George Baylor Eichelberger, Jr.

NO. 17483  •  23 December 1926 – 15 January 1952

Died 15 January 1952 in Korea, aged 25 years.

GEORGE BAYLOR EICHELBERGER, JR. was born in Norfolk, Virginia on 23 December 1926, the first child of George and Mary Eichelberger. He grew up in a loving home which had a close affiliation with the Presbyterian Church. He attended public schools and always stood high in his class. At Granby High School Baylor played end on a championship football team.

He enlisted in the Army after high school graduation and served until his appointment to West Point. The United States Military Academy had been his goal for many years.

Upon entering West Point Baylor focused his efforts on becoming a good cadet in all aspects. He did well in academics and participated on the gymnastics team and lettered on the soccer team. Even though he regularly attended church and was a Christian, he found a closer relationship with his God. Baylor served as a Sunday School teacher for the post children all four years as a cadet, and additionally, served as superintendent of that Sunday School his senior year.

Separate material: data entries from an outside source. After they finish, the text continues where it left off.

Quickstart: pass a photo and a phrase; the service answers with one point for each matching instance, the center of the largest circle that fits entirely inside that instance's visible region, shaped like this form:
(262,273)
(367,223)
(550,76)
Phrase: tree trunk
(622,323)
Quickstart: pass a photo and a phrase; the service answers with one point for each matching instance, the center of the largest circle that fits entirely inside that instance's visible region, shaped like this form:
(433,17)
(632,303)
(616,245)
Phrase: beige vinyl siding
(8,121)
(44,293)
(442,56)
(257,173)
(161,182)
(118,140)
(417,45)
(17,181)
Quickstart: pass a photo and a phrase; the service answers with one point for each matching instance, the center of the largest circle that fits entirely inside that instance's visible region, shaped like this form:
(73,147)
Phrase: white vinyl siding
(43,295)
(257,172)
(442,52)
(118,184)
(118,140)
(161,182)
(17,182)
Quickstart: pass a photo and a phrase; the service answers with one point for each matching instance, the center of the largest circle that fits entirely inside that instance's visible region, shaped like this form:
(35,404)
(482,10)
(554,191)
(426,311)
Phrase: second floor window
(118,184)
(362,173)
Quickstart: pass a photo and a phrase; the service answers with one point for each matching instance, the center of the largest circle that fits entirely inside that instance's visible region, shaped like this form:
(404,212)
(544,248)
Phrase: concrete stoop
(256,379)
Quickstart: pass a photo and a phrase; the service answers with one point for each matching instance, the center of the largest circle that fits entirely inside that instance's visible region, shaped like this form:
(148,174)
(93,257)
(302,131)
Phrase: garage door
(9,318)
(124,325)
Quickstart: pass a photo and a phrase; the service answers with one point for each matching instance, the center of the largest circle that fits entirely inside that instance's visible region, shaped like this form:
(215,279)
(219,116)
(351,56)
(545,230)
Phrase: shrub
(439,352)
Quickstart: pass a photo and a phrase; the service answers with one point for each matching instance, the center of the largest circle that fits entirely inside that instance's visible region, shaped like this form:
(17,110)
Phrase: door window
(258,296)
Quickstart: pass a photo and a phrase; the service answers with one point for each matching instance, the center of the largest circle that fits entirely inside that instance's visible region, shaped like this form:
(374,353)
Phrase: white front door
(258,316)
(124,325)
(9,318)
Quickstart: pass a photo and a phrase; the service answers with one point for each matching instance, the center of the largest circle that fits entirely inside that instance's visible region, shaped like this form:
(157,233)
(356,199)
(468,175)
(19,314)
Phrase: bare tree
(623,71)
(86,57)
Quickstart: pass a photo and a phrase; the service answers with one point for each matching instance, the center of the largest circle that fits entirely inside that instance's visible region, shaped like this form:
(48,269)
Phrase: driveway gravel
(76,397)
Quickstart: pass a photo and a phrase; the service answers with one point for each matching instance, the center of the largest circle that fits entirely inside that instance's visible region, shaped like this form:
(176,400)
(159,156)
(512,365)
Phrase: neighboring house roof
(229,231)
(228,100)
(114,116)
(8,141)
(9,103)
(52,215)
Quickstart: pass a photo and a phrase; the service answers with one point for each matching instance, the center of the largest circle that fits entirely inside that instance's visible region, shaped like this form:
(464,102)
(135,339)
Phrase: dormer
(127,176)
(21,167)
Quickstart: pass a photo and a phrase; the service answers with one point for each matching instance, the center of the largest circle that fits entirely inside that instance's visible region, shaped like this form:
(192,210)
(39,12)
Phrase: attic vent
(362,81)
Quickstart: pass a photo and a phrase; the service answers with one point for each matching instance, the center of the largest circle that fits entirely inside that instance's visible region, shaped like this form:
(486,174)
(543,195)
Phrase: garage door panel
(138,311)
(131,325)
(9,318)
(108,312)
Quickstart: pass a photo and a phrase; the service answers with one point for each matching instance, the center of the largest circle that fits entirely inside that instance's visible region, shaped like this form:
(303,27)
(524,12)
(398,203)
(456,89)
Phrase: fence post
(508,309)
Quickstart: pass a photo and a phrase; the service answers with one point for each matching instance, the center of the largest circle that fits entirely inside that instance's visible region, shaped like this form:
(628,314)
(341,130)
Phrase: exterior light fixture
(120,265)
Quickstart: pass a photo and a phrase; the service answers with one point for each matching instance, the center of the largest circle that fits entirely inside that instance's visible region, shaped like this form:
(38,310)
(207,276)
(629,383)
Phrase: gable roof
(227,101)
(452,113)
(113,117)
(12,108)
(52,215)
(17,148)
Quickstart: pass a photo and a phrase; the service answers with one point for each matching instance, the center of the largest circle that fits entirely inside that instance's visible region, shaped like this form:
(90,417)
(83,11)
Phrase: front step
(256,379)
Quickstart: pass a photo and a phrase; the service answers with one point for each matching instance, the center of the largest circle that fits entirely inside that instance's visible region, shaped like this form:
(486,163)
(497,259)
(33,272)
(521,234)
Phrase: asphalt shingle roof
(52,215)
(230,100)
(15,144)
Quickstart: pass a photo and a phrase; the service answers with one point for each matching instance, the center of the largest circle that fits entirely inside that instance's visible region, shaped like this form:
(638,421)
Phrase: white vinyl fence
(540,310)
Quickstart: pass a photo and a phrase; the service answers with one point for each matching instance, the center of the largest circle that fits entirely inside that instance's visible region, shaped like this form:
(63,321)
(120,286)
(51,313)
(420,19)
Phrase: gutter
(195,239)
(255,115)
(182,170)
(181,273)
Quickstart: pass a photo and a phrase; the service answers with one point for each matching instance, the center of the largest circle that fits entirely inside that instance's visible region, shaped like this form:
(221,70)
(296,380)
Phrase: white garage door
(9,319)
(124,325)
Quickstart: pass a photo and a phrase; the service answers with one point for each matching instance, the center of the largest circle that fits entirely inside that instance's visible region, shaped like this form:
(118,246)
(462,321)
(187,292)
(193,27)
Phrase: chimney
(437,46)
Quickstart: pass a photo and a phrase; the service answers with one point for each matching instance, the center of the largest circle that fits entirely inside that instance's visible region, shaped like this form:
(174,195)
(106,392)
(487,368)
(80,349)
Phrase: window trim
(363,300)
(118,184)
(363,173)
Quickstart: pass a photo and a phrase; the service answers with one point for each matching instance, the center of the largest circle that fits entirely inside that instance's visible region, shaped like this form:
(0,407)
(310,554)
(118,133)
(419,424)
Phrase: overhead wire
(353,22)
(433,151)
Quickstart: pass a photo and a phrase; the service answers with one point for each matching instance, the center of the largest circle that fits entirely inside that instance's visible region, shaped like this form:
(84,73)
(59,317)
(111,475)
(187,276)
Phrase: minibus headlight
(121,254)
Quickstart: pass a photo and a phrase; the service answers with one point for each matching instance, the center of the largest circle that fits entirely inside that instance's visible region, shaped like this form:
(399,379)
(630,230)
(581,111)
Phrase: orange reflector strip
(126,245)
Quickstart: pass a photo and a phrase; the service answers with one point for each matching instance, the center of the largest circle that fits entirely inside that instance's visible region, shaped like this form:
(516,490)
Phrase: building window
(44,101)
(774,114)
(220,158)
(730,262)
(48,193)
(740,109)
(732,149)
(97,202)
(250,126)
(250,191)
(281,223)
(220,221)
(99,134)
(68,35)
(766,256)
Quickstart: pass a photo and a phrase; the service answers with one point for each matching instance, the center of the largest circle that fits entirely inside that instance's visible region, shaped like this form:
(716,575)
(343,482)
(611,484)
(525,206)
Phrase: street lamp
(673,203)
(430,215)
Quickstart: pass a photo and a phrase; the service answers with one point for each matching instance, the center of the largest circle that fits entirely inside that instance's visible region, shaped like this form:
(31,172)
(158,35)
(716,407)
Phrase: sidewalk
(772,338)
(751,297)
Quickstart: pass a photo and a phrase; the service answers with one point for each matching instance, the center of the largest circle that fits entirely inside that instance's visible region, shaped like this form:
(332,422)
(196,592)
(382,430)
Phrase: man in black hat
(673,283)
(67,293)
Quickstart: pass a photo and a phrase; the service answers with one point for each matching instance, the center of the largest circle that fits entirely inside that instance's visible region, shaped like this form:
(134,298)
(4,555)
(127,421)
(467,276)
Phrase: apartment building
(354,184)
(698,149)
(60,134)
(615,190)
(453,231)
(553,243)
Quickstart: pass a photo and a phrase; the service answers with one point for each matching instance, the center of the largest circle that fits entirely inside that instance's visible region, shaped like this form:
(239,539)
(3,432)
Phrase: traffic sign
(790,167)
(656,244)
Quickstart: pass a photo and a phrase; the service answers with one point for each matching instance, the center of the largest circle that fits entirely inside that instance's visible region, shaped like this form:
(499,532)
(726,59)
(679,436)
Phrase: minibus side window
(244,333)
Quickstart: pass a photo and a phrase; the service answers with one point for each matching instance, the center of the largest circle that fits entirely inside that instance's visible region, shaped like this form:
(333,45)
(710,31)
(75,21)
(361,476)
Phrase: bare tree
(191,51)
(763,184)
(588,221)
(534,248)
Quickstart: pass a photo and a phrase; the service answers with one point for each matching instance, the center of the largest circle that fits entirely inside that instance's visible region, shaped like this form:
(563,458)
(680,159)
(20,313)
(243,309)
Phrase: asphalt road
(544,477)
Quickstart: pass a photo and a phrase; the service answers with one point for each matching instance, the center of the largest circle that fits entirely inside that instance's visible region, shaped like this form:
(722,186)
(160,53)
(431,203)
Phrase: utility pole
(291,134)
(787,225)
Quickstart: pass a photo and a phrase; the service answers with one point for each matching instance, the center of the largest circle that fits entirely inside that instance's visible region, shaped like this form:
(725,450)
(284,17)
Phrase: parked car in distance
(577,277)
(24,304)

Always cheerful, always friendly, Baylor could be counted on to enliven any group. He loved to attack any challenge - whether it be academic, dialectic, athletic, or religious. He was a fine example of a good cadet.

Upon graduation, he approached pilot training as another challenge and finished near the top of his class. A short training period was followed by his assignment to the 67th Fighter Bomber Squadron in Korea. He became a popular and inspirational member of that unit.

On 15 January 1952, his flight was assigned a mission of eliminating a North Korean oil dump. Baylor's plane, number three in a flight of four, was observed to have crashed into one of the oil storage tanks. He was awarded the Air Medal and the Purple Heart posthumously.

His commanding officer commented in a letter to Baylor's parents that if ever a young man was prepared to meet his maker, that young man was Baylor. George Baylor Eichelberger, Junior, lived his religion, and he knew that he would have life everlasting.

Although time has dimmed the hurt, it cannot dim the loss.